Si Kill Bill était un film (auto)biographique, qu'aurais-je de plus à dire? Que Béatrice a besoin maintenant de se retirer à l'écart, de se tourner vers le Seigneur, et tout simplement de pleurer...telle Marie de Béthanie et toutes (tous) les autres, sans oublier aussi de rire, en élevant sa fille selon les valeurs qu'elle est en train de découvrir, dont la principale est: la Paix. Dans ce déferlement de vengeance et de haine, un mot n'est jamais employé, une notion n'est jamais évoquée: celle du pardon. Mais nous sommes dans un univers de samouraïs dans lequel le sens de l'honneur (ou de l'Amour?) bafoué se paye par le sang et la mort. Tout comme l'Honneur bafoué du Dieu Eternel a été lavé par le sang. Mais celui du Fils. Cela, Béatrice doit encore l'apprendre...

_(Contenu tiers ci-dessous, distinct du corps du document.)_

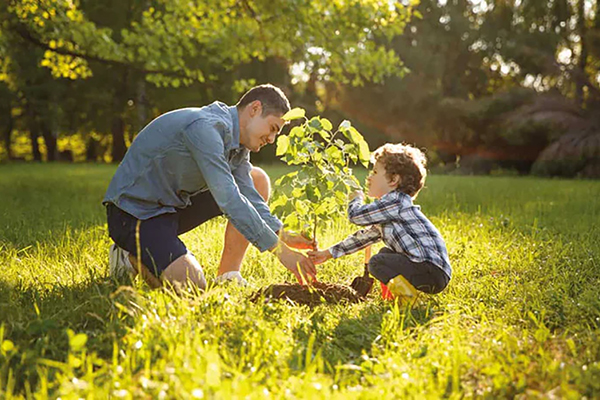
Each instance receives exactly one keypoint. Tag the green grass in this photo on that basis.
(520, 318)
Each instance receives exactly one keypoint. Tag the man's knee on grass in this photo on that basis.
(184, 271)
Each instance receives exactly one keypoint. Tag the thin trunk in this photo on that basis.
(35, 147)
(118, 123)
(50, 140)
(8, 132)
(142, 104)
(580, 82)
(91, 151)
(118, 134)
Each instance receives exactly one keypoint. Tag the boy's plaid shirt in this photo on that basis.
(402, 226)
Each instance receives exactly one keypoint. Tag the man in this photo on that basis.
(188, 166)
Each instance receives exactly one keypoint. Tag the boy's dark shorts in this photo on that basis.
(159, 236)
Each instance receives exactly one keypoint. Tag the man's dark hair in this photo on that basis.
(272, 98)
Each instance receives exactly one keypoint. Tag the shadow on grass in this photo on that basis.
(355, 335)
(36, 321)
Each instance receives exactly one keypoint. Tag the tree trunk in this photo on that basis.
(118, 123)
(35, 147)
(8, 132)
(118, 134)
(580, 82)
(142, 104)
(50, 140)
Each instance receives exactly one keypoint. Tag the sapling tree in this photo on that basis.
(318, 189)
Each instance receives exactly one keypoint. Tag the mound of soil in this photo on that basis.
(314, 295)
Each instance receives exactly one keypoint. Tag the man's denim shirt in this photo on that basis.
(184, 152)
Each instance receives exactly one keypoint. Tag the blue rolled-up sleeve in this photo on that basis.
(207, 148)
(246, 184)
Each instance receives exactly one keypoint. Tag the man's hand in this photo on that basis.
(300, 265)
(319, 257)
(298, 241)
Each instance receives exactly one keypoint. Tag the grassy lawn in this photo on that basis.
(520, 317)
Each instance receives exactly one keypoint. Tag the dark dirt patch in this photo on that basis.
(314, 295)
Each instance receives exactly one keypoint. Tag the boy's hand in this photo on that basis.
(298, 241)
(319, 257)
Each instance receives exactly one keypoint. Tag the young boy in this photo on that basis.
(415, 251)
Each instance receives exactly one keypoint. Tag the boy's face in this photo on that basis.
(378, 183)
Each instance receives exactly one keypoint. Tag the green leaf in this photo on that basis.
(78, 341)
(315, 123)
(324, 134)
(363, 153)
(294, 113)
(7, 346)
(283, 142)
(354, 136)
(296, 131)
(345, 125)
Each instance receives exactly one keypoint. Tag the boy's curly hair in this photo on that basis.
(405, 160)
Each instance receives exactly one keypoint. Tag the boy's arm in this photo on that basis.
(357, 241)
(377, 212)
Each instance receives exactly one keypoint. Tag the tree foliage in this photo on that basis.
(319, 188)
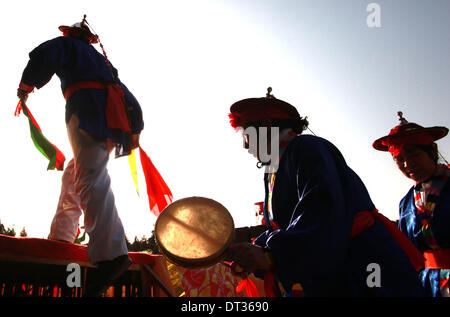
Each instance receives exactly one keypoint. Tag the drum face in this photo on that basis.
(194, 232)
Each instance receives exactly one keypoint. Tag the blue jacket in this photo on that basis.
(74, 60)
(315, 198)
(440, 224)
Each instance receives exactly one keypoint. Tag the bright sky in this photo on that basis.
(188, 61)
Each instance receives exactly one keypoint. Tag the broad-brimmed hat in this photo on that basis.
(408, 133)
(264, 110)
(79, 29)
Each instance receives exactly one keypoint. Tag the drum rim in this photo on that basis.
(199, 263)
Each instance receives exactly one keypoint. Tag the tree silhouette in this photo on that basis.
(7, 231)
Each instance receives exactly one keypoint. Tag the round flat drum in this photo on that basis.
(194, 232)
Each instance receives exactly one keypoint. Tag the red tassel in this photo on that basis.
(157, 189)
(249, 287)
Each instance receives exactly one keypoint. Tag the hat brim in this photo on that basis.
(435, 132)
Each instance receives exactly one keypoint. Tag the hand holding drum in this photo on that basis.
(197, 232)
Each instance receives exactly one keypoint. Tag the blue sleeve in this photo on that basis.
(134, 110)
(46, 60)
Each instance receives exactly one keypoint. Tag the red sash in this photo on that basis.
(437, 259)
(116, 116)
(365, 219)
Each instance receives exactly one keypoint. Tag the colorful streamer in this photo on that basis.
(159, 194)
(132, 162)
(51, 152)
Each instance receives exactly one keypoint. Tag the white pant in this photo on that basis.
(86, 186)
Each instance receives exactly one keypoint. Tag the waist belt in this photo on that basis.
(437, 259)
(365, 219)
(115, 111)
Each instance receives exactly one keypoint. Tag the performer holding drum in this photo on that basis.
(324, 236)
(101, 113)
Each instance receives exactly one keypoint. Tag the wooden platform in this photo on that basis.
(39, 268)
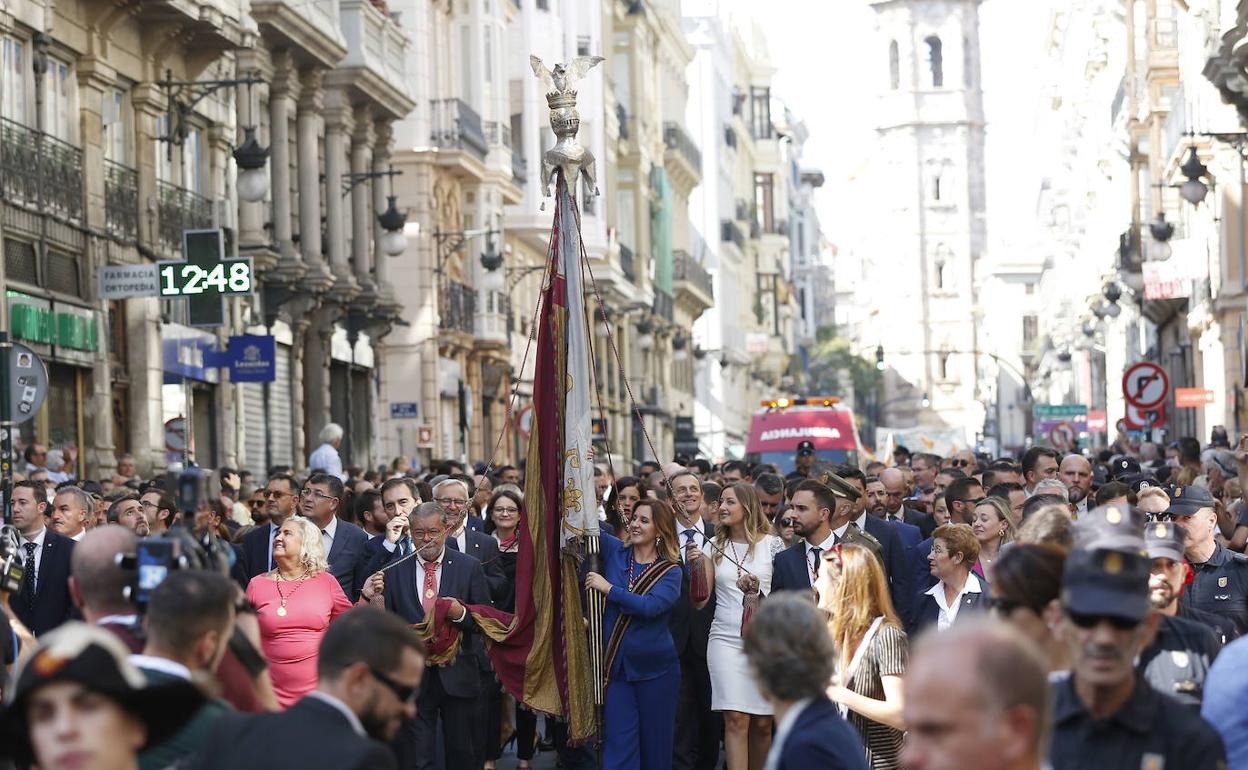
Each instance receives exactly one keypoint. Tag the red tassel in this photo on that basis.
(749, 604)
(699, 589)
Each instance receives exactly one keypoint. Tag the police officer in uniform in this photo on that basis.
(1106, 715)
(805, 462)
(1221, 584)
(1177, 662)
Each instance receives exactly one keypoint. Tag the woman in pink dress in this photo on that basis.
(295, 603)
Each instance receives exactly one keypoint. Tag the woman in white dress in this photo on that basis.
(738, 562)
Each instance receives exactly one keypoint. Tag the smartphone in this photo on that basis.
(154, 560)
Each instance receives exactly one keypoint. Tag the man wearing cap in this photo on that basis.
(1106, 715)
(813, 508)
(805, 462)
(1177, 660)
(1221, 583)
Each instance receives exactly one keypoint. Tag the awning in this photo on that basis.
(831, 428)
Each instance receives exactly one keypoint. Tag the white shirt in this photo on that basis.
(783, 729)
(160, 664)
(39, 539)
(327, 533)
(342, 709)
(949, 612)
(326, 458)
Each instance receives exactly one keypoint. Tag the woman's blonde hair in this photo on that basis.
(312, 555)
(756, 526)
(1001, 507)
(856, 599)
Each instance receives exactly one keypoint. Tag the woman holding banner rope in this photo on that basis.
(738, 564)
(642, 582)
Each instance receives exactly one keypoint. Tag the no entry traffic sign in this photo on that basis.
(1145, 385)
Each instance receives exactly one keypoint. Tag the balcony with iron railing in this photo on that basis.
(456, 305)
(677, 139)
(457, 126)
(120, 201)
(41, 171)
(180, 209)
(688, 271)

Car si la Paix est une chose, le Repos en est une autre. Une dernière chose ami lecteur qui a eu la patience de terminer ce court compte-rendu. Car je devine que sur certains points vous vous êtes demandé si je ne cautionnais pas un peu la violence en rendant hommage à cette Béatrice si...pleine d'énergie. Que nenni! Mais une question se pose depuis un bon nombre d'années maintenant. N'a-t-on pas tendance à demander aux gens d'avoir des comportements chrétiens avant même d'être converti? Béatrice, je la prends comme elle est. Sans vouloir la changer, en observateur –attentif certes - mais pas en juge. Car à trop vouloir changer le monde avant qu'il ne soit converti, on a creusé un fossé qui me rappelle l'histoire, déjà abordée plus haut, de Marie de Béthanie dont le pharisien, Simon, pense le plus grand mal: une femme pêcheresse. C'est à dire, probablement une adultère ou une prostituée. Cela, si Jésus était le Messie, Il aurait dû le savoir! Dans son esprit du moins. Car Jésus la laisse tout simplement venir à Lui. Comme Béa?